If we are to talk of global migration and global climate, we have to look at humanity globally. In those terms, the masses do not have dirty habits. Most people will never fly or own a car, indeed barely half the world’s ever made a phone call. To do any of these things says you’re actually in the rich elite. Why do the likes of O’Neill always use ‘middle class’ as the criticism? Don’t the upper class ever offend their beliefs? But the term is not used in a strict socio-economic sense. It has other connotations, it implies a woolliness of thinking, a kind of personal and intellectual inauthenticity as a human being. It’s a nice handy catch-all dismissal, vague enough to not have to be defended.

He says that it is ‘inhumane’ to restrict immigration if climate change is going to force vast numbers of people to leave their homeland. Quite so. Indeed, at both the Climate Camp and the No Borders camp this point was made repeatedly. But might it be more humane to let people stay on their land amongst their culture rather than deprive them of the basics of life and force their migration just so the rich can jet off for weekends in Barcelona?

Such an idea as espoused by the climate campaigners left O’Neill incredulous.

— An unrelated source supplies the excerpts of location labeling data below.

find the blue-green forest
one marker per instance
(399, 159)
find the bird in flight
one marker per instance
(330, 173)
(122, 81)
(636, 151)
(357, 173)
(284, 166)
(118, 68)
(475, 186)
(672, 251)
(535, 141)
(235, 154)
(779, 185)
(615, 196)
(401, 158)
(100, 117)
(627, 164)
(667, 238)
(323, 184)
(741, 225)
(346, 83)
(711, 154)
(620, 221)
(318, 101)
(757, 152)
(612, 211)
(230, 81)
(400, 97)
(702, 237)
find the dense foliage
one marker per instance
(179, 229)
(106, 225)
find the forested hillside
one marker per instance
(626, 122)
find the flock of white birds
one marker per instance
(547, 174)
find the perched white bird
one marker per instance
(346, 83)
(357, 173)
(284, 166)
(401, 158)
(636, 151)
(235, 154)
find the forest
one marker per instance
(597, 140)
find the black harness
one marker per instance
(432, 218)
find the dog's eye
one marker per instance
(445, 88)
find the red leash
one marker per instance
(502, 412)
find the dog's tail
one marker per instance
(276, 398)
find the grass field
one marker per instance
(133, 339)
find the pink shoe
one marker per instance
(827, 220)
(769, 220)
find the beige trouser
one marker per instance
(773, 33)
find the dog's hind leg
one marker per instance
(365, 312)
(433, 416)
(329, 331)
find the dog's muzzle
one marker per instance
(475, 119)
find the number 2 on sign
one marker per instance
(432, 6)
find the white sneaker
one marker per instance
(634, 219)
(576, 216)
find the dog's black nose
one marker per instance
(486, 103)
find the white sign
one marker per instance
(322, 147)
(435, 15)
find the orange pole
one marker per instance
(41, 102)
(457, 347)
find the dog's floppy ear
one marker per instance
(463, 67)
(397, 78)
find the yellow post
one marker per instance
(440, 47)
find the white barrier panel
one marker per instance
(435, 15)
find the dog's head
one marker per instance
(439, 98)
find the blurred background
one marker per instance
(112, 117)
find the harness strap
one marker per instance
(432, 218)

They were effectively calling for less choice, less freedom of movement, and for tougher taxes and restrictions on people’s ability to fly. Their argument with BAA can be summed up as follows: “We demand the freedom to protest against freedom!”

Absolutely. There are limits to freedom. Your freedom to swing your fist ends where my nose begins. When climate change is already killing people in their thousands every week, the freedom to increase emissions is the freedom to throw ever more punches.

The whole principle of Contraction & Convergence is that we find the safe level of total human emissions - so nobody’s fist is hitting anyone’s nose - then we share those out equally. As opposed to the idea that whoever has money can do what they want and if it inflicts suffering and deprivation on the poor and those yet to come, well, tough shit.

In talking about the ‘masses’ yet just meaning those in the rich nations, and in talking about ‘freedom’ meaning the freedom to do what your money allows, O’Neill and Spiked reveal a deeply held sense of superiority over and contempt for those they exclude; those who do, in actuality, constitute the mass of people.

For the vision that joins up its thinking and acts responsibly out of concern for humanity at large, you need a foot in both camps.